Could corporate tax hike propel Democrat to governor's mansion?

Republicans, Florida Chamber opposed to Andrew Gillum's plan


TALLAHASSEE, Fla. – Democratic gubernatorial nominee Andrew Gillum is banking on support for an increase in corporate taxes to fund the increases in education that is one of his major campaign promises.

If Gillum wins, it won’t be the first time corporate taxes propelled an unknown candidate to the governor’s mansion. 

In 1970, Reubin Askew was an obscure Florida state senator from Pensacola when he ran on a platform of taxing corporations to fund schools.

“Polls were overwhelmingly against it,” Askew said in a 2001 interview.

The state’s top political reporter at the time wrote him off.

“She said, Rube, you didn’t have much chance to begin with. Now you’ve got none,” Askew said.

Then Askew discovered that buying a work shirt at Sears in Miami cost the same in Georgia.

“Sears paid Georgia to sell those shirts -- $500,000 a year to sell those shirts -- and people got indignant,” Askew said. 

This year, as he campaigns across the state, Gillum is proposing raising the corporate tax from 5.5 to 7.75 percent. 

“Not one Floridian will pay a dime more under our plan. Not one,” Gillum said. "This is an investment in our future and our state’s economy."

His Republican opponent, former U.S. Rep. Ron DeSantis, has signed a no-new-tax pledge." He said growth will fund Florida's needs.

As in 1970, any new revenue from a higher corporate income tax would go to fund public schools.

Businesses fiercely opposed Askew 48 years ago. They are doing the same today.

“We’d be the highest in the entire southeast,” said David Hart with the Florida Chamber of Commerce. “And we’d even have higher taxes on our companies than New York.”

But Gillum says just like the shirts in 1970, big corporations don’t change their prices from state to state.

“The truth is that the corporate tax rate in the state of Georgia is higher than that of the state of Florida, and the 99-cent menu is the same in both our states,” Gillum said.

News4Jax tested Gillum's theory Wednesday.
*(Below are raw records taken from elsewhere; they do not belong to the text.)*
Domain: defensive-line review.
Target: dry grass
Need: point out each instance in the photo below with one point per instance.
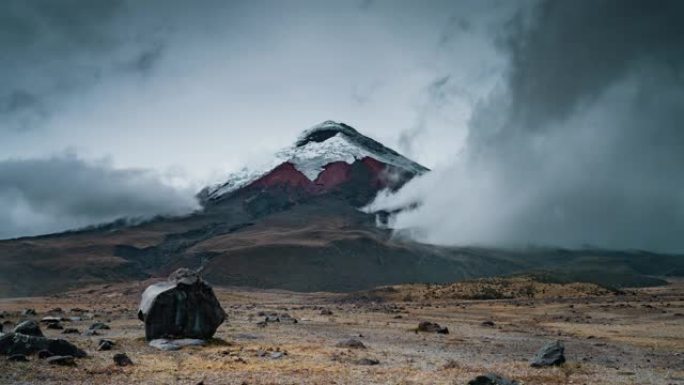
(630, 344)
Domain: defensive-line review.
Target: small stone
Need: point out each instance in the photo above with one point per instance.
(432, 327)
(17, 358)
(491, 379)
(99, 326)
(105, 345)
(61, 360)
(44, 354)
(29, 328)
(50, 320)
(55, 326)
(121, 359)
(551, 354)
(351, 343)
(368, 362)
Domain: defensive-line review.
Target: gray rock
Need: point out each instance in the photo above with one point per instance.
(17, 358)
(55, 326)
(99, 326)
(105, 345)
(121, 359)
(50, 319)
(182, 307)
(15, 343)
(286, 318)
(351, 343)
(29, 328)
(368, 362)
(551, 354)
(491, 379)
(169, 345)
(61, 360)
(432, 327)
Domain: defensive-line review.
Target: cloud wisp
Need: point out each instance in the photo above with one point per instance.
(581, 143)
(40, 196)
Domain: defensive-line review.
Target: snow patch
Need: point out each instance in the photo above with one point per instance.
(311, 157)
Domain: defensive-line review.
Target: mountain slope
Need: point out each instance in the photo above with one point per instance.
(295, 225)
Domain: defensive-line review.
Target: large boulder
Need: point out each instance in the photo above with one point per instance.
(15, 343)
(182, 307)
(551, 354)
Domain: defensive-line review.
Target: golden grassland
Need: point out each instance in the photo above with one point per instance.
(636, 337)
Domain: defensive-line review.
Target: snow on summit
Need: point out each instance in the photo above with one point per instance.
(315, 148)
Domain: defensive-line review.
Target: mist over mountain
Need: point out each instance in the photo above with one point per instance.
(581, 144)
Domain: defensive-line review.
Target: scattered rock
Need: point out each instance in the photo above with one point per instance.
(368, 361)
(61, 360)
(121, 359)
(55, 326)
(184, 306)
(50, 320)
(551, 354)
(17, 358)
(491, 379)
(432, 327)
(29, 328)
(99, 326)
(169, 345)
(16, 343)
(351, 343)
(286, 318)
(105, 345)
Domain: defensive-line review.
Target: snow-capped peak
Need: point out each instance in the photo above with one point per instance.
(315, 148)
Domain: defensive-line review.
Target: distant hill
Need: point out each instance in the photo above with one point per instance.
(294, 224)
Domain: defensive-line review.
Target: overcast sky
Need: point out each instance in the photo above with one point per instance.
(554, 122)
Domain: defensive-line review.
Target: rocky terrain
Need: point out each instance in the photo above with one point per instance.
(630, 336)
(296, 224)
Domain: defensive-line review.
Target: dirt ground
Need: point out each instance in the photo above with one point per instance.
(635, 337)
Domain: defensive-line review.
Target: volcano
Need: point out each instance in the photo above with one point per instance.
(294, 223)
(329, 159)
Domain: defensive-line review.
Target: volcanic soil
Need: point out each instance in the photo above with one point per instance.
(632, 336)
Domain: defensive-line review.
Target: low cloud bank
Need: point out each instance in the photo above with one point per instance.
(40, 196)
(581, 144)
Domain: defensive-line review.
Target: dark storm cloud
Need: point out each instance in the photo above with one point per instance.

We bought a work shirt in Tallahassee for $8, then drove 35 miles north to Thomasville, Georgia, where and bought an identical shirt by the same manufacturer from the same retailer at the same price.

Actually, the shirt purchased in Florida cost four cents more due to a higher sales tax.
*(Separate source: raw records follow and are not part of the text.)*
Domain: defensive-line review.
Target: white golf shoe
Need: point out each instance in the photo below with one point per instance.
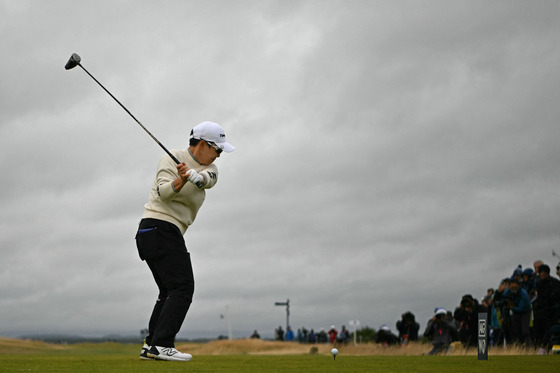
(168, 353)
(144, 352)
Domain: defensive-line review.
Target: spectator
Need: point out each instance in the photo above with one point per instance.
(289, 334)
(441, 332)
(322, 336)
(537, 264)
(304, 331)
(547, 306)
(279, 334)
(502, 313)
(332, 334)
(385, 336)
(343, 337)
(518, 275)
(300, 336)
(467, 315)
(519, 306)
(311, 337)
(529, 283)
(408, 327)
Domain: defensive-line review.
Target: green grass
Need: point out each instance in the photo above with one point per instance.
(111, 357)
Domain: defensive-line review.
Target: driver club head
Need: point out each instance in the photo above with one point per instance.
(73, 61)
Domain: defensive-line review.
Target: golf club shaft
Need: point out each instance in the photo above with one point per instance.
(133, 117)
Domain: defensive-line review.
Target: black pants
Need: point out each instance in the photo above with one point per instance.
(162, 246)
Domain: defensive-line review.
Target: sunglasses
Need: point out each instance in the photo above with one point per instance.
(216, 147)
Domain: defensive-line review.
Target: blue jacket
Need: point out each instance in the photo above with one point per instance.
(521, 301)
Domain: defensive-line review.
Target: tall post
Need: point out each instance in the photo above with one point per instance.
(482, 336)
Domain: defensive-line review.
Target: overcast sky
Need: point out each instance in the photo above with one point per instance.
(391, 157)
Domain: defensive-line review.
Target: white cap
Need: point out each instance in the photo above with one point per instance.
(212, 132)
GOP lawmakers are already saying no, but that could change if Gillum gets elected. Gillum is counting on Democratic gains in the state House and Senate to help him pass the corporate tax increase -- if he wins on Nov. 6.

The Florida Chamber opposes the hike, saying such a big increase will have to be passed on to consumers.
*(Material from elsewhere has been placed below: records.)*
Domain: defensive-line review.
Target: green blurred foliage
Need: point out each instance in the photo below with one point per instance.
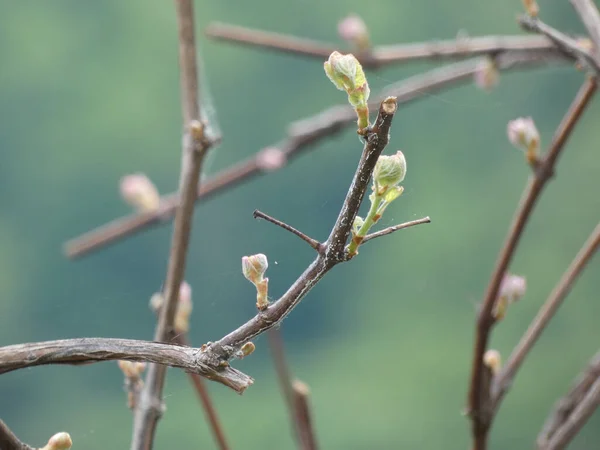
(90, 92)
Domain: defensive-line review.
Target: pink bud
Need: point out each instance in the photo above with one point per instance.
(354, 30)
"Because companies are going to pass that cost of doing business in Florida on to consumers, so ironically, while the idea might sound good, it probably hurts the people it's intended to help," the Chamber's David Hart said.

However, prices for items purchased from national chains would likely be the same because the higher costs of business would be spread out across the entire company.

Raising the corporate tax could have the unintended consequence of funneling more money into private-school vouchers because corporations can choose to use tax obligations to support educational organizations and receive a credit from the state.